On the penultimate day of 2005, the first ever broad gauge train into Chhor was hauled by diesel engine number 4488 and pulled in at thirty minutes before midnight. Had they been awake at this hour, this would have been a special treat for the people of Chhor. But in all likelihood, this epoch-making event passed by unnoticed, uncelebrated. The Thar Express, as they call it, will be a once-a-week service leaving Karachi every Saturday afternoon to reach Munabao in the early hours of the following day and return every Sunday. India will reciprocate similarly from the other side in the middle of the week. As the line has been hurriedly upgraded, the speed out of Mirpur Khas will initially be restricted to less than fifty kilometres per hour to be subsequently increased to twice as much.

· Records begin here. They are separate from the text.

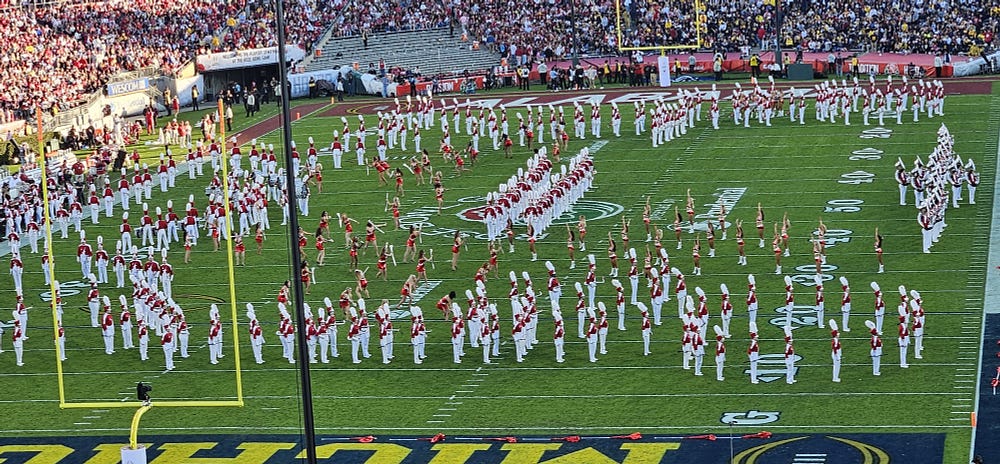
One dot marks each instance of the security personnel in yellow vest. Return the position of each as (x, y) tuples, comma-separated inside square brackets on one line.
[(755, 65)]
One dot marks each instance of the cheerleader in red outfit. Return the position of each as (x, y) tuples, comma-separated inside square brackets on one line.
[(677, 226), (421, 266), (399, 182), (353, 253), (283, 292), (722, 220), (439, 194), (361, 287), (213, 230), (696, 255), (317, 177), (710, 237), (776, 247), (425, 161), (785, 225), (187, 248), (320, 247), (456, 246), (347, 224), (418, 170), (324, 222), (760, 224), (410, 251), (394, 207)]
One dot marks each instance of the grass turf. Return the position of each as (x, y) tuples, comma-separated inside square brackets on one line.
[(787, 168)]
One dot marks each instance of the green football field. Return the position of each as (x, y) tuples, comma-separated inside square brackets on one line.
[(842, 175)]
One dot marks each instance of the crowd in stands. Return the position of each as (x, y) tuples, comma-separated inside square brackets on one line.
[(53, 55), (253, 27), (367, 17), (56, 53)]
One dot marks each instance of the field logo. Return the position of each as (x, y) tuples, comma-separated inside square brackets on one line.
[(66, 289), (752, 417), (771, 367), (804, 449), (593, 210), (419, 293)]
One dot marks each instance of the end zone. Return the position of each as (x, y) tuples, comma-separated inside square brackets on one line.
[(635, 448)]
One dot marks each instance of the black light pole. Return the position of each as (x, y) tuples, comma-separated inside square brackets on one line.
[(576, 35), (308, 422)]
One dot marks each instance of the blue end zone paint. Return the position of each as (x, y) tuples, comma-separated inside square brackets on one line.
[(988, 418), (283, 449)]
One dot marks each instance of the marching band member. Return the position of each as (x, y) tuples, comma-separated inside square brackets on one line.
[(725, 310), (789, 356), (875, 345), (820, 301), (753, 352), (904, 337), (917, 312), (558, 336), (720, 352), (836, 352), (845, 303), (592, 331), (879, 306), (752, 299)]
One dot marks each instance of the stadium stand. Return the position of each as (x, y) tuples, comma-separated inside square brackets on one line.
[(57, 53), (432, 51)]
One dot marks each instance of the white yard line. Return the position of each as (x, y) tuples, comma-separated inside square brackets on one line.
[(992, 293), (633, 427)]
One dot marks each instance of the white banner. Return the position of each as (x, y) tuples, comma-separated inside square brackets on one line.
[(663, 65), (246, 58)]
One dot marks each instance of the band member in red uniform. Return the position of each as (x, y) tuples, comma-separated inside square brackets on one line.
[(239, 251), (361, 287), (306, 275), (456, 247), (320, 247)]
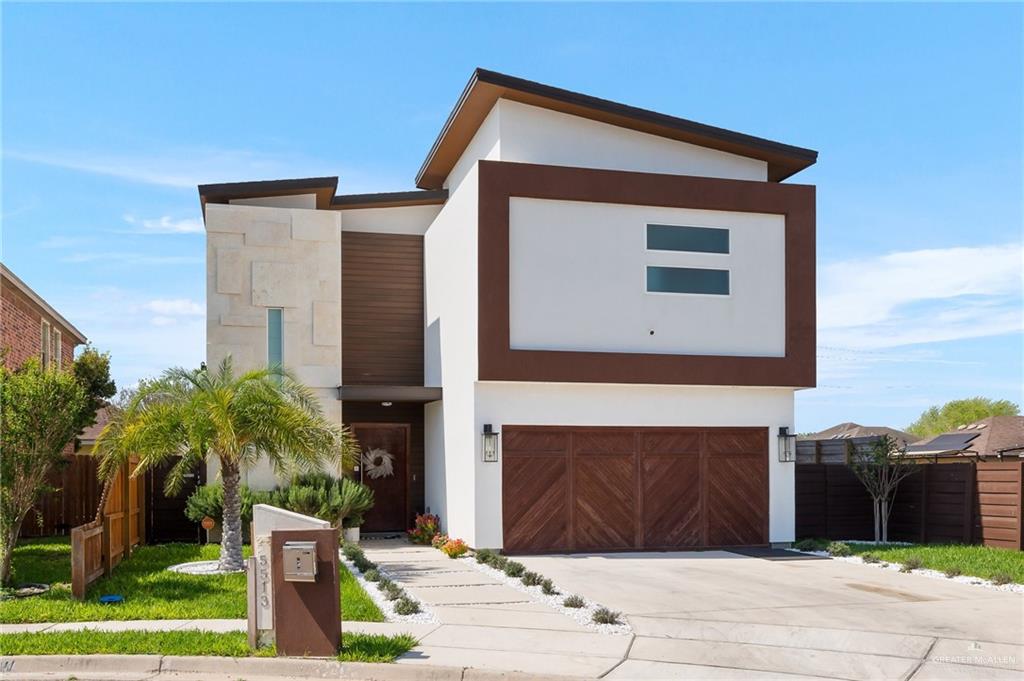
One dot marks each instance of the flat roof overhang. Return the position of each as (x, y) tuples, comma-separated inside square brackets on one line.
[(486, 87), (388, 393)]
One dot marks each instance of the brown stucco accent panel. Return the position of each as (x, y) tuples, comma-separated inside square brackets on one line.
[(499, 181)]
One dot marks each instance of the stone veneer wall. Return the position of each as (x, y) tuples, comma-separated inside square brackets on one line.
[(258, 258)]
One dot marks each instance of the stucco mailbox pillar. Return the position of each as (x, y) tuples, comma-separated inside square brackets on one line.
[(293, 589)]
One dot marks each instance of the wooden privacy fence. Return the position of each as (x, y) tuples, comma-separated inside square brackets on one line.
[(97, 547), (75, 502), (969, 503)]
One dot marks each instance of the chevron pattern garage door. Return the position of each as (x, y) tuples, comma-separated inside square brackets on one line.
[(613, 488)]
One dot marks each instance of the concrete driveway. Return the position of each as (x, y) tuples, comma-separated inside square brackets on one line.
[(722, 615)]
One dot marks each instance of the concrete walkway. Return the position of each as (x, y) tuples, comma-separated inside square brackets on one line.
[(485, 625)]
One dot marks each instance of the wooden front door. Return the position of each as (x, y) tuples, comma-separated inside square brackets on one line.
[(384, 452), (615, 488)]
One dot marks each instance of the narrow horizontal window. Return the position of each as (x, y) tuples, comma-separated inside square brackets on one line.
[(688, 280), (696, 240)]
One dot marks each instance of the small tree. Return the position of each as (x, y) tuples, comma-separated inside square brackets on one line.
[(41, 410), (881, 468), (189, 416)]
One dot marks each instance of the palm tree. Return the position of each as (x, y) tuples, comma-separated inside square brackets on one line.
[(190, 416)]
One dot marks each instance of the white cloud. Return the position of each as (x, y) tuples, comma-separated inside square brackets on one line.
[(133, 258), (926, 296), (175, 306), (165, 225)]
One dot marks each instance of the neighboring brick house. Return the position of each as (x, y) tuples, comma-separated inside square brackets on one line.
[(31, 328)]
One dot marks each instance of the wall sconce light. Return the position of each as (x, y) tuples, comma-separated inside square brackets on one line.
[(786, 445), (489, 449)]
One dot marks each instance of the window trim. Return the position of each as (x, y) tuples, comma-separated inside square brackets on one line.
[(647, 292), (728, 231)]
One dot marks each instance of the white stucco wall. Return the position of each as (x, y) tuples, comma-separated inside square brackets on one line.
[(531, 134), (392, 220), (582, 405), (257, 258), (578, 282)]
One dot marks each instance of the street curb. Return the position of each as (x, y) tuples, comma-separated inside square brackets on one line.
[(40, 667)]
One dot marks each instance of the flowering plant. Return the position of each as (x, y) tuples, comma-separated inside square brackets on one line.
[(427, 525), (455, 548)]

My friend Abubaker Sheikh said a private Sindhi television channel had interviewed people living along this line. There was excitement, he reported. People were looking forward to the commercial activity that reactivation of the line will bring. This, however, will not be a gift of the Thar Express. Originating in Karachi, this train will stop only at Hyderabad and Mirpur Khas and then speed haughtily past these little Thari stations without pausing. Shamim Shirazi confirmed, however, that at some later point in time, a local passenger service will also be run from Mirpur Khas to Khokhropar. That is what will actually revitalise this part of the Jodhpur Railway.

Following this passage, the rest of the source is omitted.